Optimized solution: Dynamic programming
We can solve this problem in linear time by traversing the tree in postorder. We will traverse the tree from the bottom and we already know the height of leaf node is 0. For upper nodes, we will simply increase the count by 1 and store the height of each node and further we can use height to calculate the diameter. This is how we can avoid the calculation of height again and again and retrieve the pre-calculated values.
Basically, we will be using Dynamic programming with memoization to find solution to this problem in linear time.
Algorithm
Get_Diameter(root)
1. if root is null
2. return 0, diameter
3. left_height, ldiameter = get_diameter(root.left, diameter)
4. right_height, rdiameter = get_diameter(root.right, diameter)
5. max_diameter = left_height + right_height + 1
6. diameter = max(ldiameter, rdiameter, max_diameter)
7. return max(left_height, right_height) + 1, diameter
Diameter(root)
1. diameter = 0
2. return Get_Diameter(root, diameter)[1]
Python
class Node:
def __init__(self, data):
self.left = None
self.data = data
self.right = None
def get_diameter(root, diameter):
if root is None:
return 0, diameter
left_height, ldiameter = get_diameter(root.left, diameter)

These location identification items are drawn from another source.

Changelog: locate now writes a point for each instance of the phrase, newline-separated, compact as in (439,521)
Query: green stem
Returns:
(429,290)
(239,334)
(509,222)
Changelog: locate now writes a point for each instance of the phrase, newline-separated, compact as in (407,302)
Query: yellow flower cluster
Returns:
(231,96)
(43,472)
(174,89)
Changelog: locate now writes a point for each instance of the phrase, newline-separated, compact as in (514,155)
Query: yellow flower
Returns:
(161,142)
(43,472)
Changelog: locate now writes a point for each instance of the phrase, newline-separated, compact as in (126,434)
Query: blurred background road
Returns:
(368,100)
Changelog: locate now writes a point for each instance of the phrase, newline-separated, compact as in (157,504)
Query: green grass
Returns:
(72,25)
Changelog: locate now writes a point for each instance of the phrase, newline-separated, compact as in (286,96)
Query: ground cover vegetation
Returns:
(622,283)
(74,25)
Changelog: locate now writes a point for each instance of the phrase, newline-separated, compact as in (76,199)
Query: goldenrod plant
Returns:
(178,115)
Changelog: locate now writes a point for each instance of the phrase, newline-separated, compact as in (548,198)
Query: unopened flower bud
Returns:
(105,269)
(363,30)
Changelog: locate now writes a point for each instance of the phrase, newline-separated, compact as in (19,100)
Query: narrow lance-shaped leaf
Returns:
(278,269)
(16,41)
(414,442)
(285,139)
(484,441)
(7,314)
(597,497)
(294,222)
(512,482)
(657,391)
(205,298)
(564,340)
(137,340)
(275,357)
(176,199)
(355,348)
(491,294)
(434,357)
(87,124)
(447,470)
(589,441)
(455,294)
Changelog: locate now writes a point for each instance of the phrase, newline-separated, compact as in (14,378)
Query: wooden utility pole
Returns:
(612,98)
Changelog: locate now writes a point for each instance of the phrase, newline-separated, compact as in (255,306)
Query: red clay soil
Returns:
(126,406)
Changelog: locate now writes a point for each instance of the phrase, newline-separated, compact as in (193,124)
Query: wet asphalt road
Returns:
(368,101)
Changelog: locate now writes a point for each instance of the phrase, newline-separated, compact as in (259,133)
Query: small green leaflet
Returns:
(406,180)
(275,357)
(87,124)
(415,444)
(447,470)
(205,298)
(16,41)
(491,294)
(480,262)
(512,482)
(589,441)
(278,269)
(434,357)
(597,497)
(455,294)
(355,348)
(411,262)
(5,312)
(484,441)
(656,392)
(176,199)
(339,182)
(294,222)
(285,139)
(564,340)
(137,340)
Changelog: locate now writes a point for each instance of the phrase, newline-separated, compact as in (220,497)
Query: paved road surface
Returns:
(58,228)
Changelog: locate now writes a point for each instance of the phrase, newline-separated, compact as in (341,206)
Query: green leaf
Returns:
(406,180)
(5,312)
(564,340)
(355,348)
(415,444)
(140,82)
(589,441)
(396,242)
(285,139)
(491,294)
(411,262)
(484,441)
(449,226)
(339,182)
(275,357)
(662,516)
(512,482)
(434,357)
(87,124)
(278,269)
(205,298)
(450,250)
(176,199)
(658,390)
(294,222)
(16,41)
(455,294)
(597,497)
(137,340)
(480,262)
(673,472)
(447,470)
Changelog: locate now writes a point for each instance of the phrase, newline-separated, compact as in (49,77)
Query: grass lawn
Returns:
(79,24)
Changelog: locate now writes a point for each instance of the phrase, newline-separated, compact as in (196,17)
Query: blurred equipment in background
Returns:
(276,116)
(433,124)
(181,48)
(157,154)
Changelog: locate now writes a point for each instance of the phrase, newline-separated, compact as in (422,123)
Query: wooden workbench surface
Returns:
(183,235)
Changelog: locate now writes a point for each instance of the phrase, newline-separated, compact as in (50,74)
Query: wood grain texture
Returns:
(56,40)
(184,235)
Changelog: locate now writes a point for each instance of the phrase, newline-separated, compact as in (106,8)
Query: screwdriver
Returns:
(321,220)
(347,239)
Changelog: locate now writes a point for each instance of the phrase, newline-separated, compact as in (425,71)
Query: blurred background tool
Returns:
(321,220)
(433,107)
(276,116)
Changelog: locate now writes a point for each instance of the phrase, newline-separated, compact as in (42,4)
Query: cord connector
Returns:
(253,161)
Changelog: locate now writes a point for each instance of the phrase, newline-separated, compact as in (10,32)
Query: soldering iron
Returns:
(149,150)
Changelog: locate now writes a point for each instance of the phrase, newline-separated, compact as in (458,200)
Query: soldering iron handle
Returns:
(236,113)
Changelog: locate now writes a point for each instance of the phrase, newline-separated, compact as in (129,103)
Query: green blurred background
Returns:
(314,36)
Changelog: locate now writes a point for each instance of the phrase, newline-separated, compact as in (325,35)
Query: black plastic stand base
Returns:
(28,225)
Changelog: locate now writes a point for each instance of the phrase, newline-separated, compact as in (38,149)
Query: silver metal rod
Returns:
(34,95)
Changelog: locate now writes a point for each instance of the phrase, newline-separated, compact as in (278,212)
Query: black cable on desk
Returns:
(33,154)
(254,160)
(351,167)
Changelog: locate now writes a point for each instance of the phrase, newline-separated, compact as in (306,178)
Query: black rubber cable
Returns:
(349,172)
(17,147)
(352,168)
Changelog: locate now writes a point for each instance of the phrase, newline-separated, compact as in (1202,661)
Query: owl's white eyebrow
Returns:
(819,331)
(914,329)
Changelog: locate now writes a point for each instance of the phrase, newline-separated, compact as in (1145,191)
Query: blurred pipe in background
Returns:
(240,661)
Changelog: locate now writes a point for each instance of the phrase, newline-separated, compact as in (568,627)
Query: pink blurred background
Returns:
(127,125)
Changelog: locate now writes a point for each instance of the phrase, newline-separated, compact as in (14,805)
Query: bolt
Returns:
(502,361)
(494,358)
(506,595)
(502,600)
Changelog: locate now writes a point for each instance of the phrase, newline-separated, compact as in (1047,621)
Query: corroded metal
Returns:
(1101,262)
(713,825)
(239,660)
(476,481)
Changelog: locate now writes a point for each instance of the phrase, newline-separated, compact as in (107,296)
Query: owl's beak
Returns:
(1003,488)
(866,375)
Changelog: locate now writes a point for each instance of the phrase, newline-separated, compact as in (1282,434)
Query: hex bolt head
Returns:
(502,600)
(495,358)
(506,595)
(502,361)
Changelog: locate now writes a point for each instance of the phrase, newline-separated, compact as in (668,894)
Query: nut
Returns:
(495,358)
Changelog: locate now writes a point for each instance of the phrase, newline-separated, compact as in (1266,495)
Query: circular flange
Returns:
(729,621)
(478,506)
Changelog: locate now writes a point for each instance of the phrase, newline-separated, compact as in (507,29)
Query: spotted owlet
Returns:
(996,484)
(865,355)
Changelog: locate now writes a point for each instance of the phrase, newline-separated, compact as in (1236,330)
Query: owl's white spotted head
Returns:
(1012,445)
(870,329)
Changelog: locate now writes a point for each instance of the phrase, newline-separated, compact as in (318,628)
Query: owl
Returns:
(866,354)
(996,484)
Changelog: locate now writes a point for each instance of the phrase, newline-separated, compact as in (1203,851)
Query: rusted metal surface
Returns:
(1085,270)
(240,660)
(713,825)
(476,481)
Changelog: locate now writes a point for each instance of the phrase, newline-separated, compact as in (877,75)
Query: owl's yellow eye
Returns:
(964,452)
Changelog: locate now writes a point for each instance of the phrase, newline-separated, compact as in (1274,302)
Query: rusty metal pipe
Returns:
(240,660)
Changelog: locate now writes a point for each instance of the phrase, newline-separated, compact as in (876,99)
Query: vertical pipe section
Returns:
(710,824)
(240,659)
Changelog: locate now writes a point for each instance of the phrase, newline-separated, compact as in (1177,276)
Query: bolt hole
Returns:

right_height, rdiameter = get_diameter(root.right, diameter)
max_diameter = left_height + right_height + 1
diameter = max(ldiameter, rdiameter, max_diameter)
return max(left_height, right_height) + 1, diameter
def diameter(root):
diameter = 0
return get_diameter(root, diameter)[1]
root = Node(1)
root.left = Node(2)
root.right = Node(3)
root.left.left = Node(4)
root.left.right = Node(5)
root.right.left = Node(13)
root.right.right = Node(12)
print(diameter(root))
JavaScript
class Node {
constructor(data) {
this.left = null;
this.data = data;
this.right = null;
}
}
function getDiameter(root, diameter) {
if (root == null) return [0, diameter];
let [leftHeight, lDiameter] = getDiameter(root.left, diameter);
let [rightHeight, rDiameter] = getDiameter(root.right, diameter);
maxDiameter = leftHeight + rightHeight + 1;
diameter = Math.max(lDiameter, rDiameter, maxDiameter);
return [Math.max(leftHeight, rightHeight) + 1, diameter];
}
function diameter(root) {
let diameter = 0;
return getDiameter(root, diameter)[1];
}
const root = new Node(1);
root.left = new Node(2);
root.right = new Node(3);
root.left.left = new Node(4);
root.left.right = new Node(5);
root.right.left = new Node(13);
root.right.right = new Node(12);
console.log(diameter(root));
Output
5
Time complexity: The time complexity of this solution is O(n).